One of the big factors right now and one that’s likely to keep those prices from retreating is the Russia-Ukraine conflict, he said.

“Russia happens to be a major producer of nitrogen as well as natural gas,” he said.

Natural gas is used to produce ammonia, an important base for nitrogen fertilizers.

Russia’s natural gas goes to Europe, which faces much higher natural gas prices, he said.

“So their nitrogen fertilizer sector is really, really facing difficulty … potash and phosphate as well,” he said.

A lot of those inputs are moving out of Russia, but there are still sanctions on Russia. In addition, the Russia-Ukraine conflict has made supply chains much more difficult to manage, he said.

“As a result, we see these … high fertilizer prices stubbornly high. And I really do not see those coming down into the spring,” he said.

The fertilizer price forecast is based on the Russia-Ukraine war not being settled but not getting worse. Fertilizer prices could go up if there’s any sort of supply chain issues associated with natural gas or anything else, he said.

“So we’re still living in this very volatile time,” he said.

The one thing that could cause them to come down is the price of corn and soybeans because they’re highly correlated with fertilizer prices. But prices for corn and soybeans — important feedstuffs — aren’t expected to decline in the near term, he said.

So moving into the spring there’s probably no relief, and fertilizer prices will be stuck at stubbornly high levels, he said.

The longer term outlook for corn and soybean prices is for some downward pressure. Cash prices for corn right now are in the $6.80-a-bushel range. Those prices are projected to decline to $5.60 to $5.80 next fall. Soybeans would have a similar pattern, he said.

Those projections are based on normal soybean yields.

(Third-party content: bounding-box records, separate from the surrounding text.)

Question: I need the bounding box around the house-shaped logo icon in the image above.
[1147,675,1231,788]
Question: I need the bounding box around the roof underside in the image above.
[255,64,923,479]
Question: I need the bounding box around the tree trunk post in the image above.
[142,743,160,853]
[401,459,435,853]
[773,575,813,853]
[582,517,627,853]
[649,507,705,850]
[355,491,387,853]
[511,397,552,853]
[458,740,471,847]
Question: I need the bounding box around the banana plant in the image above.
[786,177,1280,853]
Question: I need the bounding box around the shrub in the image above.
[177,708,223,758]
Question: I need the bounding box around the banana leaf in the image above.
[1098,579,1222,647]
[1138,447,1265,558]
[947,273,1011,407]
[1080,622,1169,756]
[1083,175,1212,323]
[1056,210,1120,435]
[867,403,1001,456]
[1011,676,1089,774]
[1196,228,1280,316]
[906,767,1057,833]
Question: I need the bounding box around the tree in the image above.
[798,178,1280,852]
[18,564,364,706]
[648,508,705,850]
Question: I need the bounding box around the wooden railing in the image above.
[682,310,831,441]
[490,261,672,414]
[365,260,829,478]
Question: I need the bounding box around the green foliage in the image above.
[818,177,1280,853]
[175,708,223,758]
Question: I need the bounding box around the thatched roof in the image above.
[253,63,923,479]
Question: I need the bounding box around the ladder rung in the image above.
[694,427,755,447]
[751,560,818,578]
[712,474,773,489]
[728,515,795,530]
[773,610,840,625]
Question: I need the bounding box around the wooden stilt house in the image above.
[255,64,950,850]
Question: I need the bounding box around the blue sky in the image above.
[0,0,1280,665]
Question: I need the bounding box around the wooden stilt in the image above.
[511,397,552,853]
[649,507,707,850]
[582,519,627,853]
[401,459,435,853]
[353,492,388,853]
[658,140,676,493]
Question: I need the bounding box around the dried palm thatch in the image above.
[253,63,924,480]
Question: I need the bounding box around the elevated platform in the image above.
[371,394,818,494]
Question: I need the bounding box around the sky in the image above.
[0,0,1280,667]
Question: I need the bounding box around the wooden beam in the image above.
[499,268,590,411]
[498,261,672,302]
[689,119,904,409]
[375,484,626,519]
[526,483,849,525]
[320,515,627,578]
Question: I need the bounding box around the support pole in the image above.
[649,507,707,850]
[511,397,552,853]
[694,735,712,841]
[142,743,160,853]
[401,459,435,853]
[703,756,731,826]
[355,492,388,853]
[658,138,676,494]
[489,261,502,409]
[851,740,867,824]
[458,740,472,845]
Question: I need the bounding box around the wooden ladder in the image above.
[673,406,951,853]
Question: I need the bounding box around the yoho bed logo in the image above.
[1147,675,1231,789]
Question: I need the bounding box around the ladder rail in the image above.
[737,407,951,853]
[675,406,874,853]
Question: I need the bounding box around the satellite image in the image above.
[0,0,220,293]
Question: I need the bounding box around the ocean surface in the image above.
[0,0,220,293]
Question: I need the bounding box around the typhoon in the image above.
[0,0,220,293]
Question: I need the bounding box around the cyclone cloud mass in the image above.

But if Brazil and Argentina plant more soybean acres and have normal yield or above and the U.S. doesn’t have a drought, soybean prices could go much lower by next fall, he said.

Soybean prices are currently about $14.50 a bushel.

But unless the U.S. has tremendous corn and soybean yields or there’s some sort of good yield some place, there probably won’t be much of a decrease in prices, he said.

“So it’s weather, and that will be determining those corn and soybean prices,” he said.

Fuel prices, particularly for diesel, are also high. That’s a refining issue and a demand issue, he said.

“There might be more backing off of fuel (prices), but I wouldn’t bet on it either,” he said.